Over the borderline

Bernard Zuel March 31, 2012

Madonna.

Madonna tries too hard on her new album.

MDNA
Madonna (Universal)  ★★★

NEARING the end of her third decade in the industry, the name Madonna is still big enough to open media doors, to be an automatic subject of debate and review. Even when discussing contemporary cultural lightning rods such as Lady Gaga, Nicki Minaj and M.I.A., our discourse often turns on compare/contrasts with Madonna at her peak of performance, image, music and media manipulation. It's been a while, however, since those opened doors guaranteed any kind of stay at the centre of things. This is despite constant, some might say frantic, efforts to remain fashionable. Madonna doesn't do consolidation and examination in depth; her currency always was being smart enough to distil what's current.

Unfortunately, what worked spectacularly for the first 17 years has been wildly inconsistent this century. Given 2008's Hard Candy was decidedly rubbish, we're due a decent album and MDNA should be a refresher course in why Madonna Louise Ciccone outgunned and outlasted pretty much everyone who came up with her. But it isn't.

Not for lack of effort, though - as an extended version of this album with 17 tracks across 68 minutes shows. So, among its seven producers, MDNA finds her back with William Orbit, who helped redefine her with the very good Ray of Light; sharing vocals with Minaj and M.I.A.; leaning heavily on often thumping dance-floor sounds; and working whatever angle she can to generate some tabloid-goosing outrage.

It is the last element that is the first sign of this album's significant weakness: trying too hard. Gang Bang has a recurring, abrasive scratchy rumble that is promising but its petty-crime narrative's language (''Drive bitch, and while you're at it, die bitch'') reeks of look-at-me. More laughable, though, are Girl Gone Wild and I'm a Sinner whose Catholic-girl-in-heat lines have you yawning before you get to ''Hail Mary full of grace, get down on your knees and pray''.

And really, if you're going to use Minaj and M.I.A, you want to make sure they don't outshine you so easily and the songs aren't as trite and disposable as Give Me All Your Luvin' (saved from being the worst song on the album only by the empty Some Girls) and I Don't Give A.

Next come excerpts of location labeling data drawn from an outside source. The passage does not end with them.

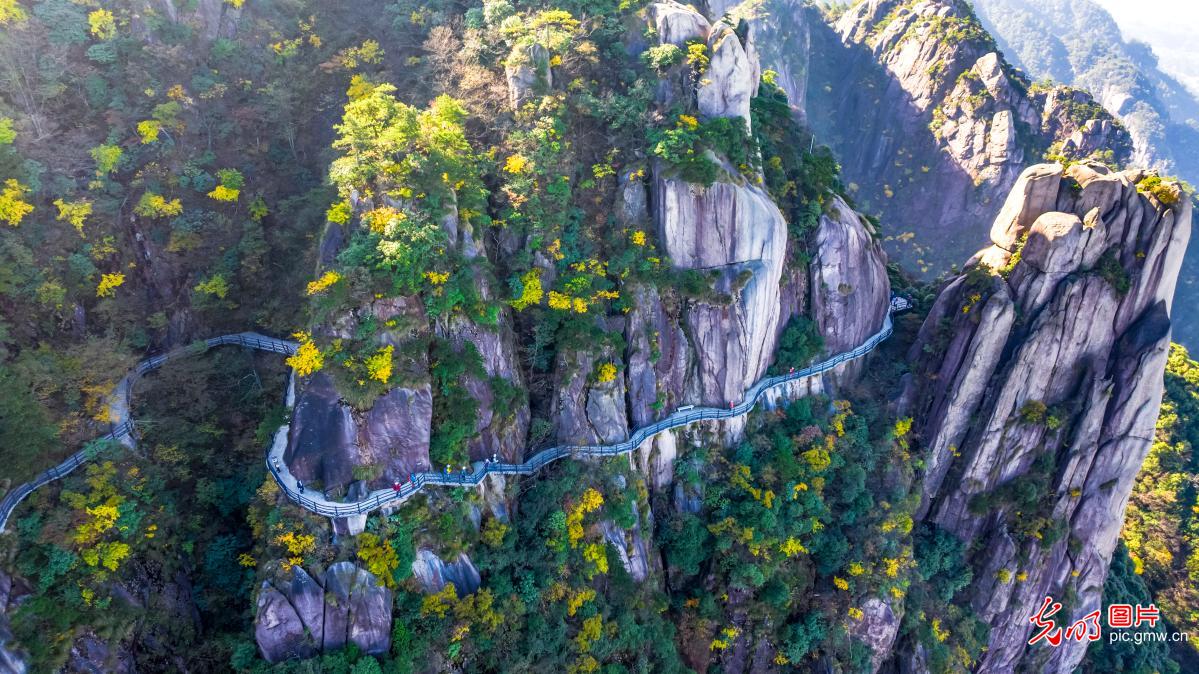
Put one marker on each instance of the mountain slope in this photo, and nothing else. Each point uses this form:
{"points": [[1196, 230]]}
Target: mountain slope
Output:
{"points": [[1078, 43]]}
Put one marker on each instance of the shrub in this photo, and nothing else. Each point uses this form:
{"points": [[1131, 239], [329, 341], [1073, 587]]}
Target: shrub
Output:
{"points": [[1032, 411], [662, 56]]}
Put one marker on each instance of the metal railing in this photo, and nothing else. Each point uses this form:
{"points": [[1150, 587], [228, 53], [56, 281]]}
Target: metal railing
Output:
{"points": [[124, 392], [479, 471]]}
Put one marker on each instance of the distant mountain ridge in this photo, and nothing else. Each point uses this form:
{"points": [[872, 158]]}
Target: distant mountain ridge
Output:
{"points": [[1077, 42]]}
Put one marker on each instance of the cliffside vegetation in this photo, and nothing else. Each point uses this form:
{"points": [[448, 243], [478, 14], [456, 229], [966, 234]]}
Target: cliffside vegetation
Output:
{"points": [[453, 200]]}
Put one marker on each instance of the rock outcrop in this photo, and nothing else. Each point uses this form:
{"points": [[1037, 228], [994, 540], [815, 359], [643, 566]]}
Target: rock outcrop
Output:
{"points": [[850, 289], [433, 572], [305, 617], [730, 229], [1042, 366], [937, 127]]}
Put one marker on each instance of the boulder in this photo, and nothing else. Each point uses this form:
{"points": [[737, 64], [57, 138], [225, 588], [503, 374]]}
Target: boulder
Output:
{"points": [[309, 615], [278, 630], [850, 289], [323, 441], [433, 573], [675, 23], [731, 78], [1078, 383], [529, 73]]}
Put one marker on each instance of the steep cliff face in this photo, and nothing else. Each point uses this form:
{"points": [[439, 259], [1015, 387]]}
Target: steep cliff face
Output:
{"points": [[307, 615], [937, 127], [1036, 387]]}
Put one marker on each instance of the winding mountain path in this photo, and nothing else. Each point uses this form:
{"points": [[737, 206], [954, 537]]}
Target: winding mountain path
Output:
{"points": [[124, 426]]}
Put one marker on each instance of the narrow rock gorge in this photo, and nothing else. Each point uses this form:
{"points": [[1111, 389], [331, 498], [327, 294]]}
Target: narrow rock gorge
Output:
{"points": [[1036, 385]]}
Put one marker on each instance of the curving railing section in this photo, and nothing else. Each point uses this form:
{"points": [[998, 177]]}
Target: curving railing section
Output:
{"points": [[119, 404], [124, 426]]}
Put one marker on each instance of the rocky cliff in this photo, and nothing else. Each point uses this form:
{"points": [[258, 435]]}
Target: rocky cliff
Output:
{"points": [[937, 126], [1036, 385], [678, 348], [305, 615]]}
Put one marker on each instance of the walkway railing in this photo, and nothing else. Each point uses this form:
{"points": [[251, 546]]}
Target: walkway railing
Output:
{"points": [[480, 470], [120, 401], [124, 429]]}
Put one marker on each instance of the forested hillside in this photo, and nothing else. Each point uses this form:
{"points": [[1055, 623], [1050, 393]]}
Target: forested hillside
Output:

Interestingly, the latter is one of three songs, including one of the bonus tracks, that address the end of her last marriage. She moves from bitterness there to reflective (the winning, lightly electronic ballad Falling Free) and even a bit of humility (the unfortunately flatlined electronic pulse of I F---ed Up). What a pity equal thought was not given to the just plain dumb lyrics of Superstar or the melody of the just plain dull Masterpiece. And what a waste that she didn't pursue more compelling pieces of hands-in-the-air dance such as I'm Addicted and Turn Up the Radio.

 

ALBUM REVIEWS

Moments in Time
Alex & Nilusha (Whispering Tree/The Planet Company)  ★★★★

ALEX is Alex Pertout, percussionist extraordinaire. Nilusha is Nilusha Dassenaike, vocalist extraordinaire. Both are luminaries of the Australian jazz/world scene and have delivered a suite of songs that entrances the senses. Dassenaike brings a warmth to her singing; her interpretation of James Taylor's You Can Close Your Eyes is simply lovely. She and Pertout share most of the song credits and there is not a weak link in the chain. Pertout shows in sublime style how percussion is more than the drum roll, but can be a sparkling joyous rhythm. The duo is joined by Joe Chindamo and Tony Gould (piano), Miroslav Bukovsky (trumpet), Dave Valentin (flute), Craig Newman (bass), David Jones (drums) and Leonard Grigoryan (guitar).

WARWICK McFADYEN

 

Happy
Andrew Winton (Kamzoid/MGM)  ★★★½

WEST Australian Andrew Winton, brother of Tim Winton, has been recognised, both here and overseas, as one of this country's finest lap-slide guitarists. He's so admired that Alabama's Don't Fret Instruments has made him a purpose-built Lucky 13 double-neck 13-string lap slide guitar that he features on this album. The songs range from a bouncy ditty about the joys of being Happy, through to the blues-funk of Too High to a moody reading of Lou Reed's Walk on the Wild Side and the seductively beautiful folk love song, Waiting. Winton is a talented singer and songwriter but his forte, not fully exploited on this album, remains his remarkable guitar playing.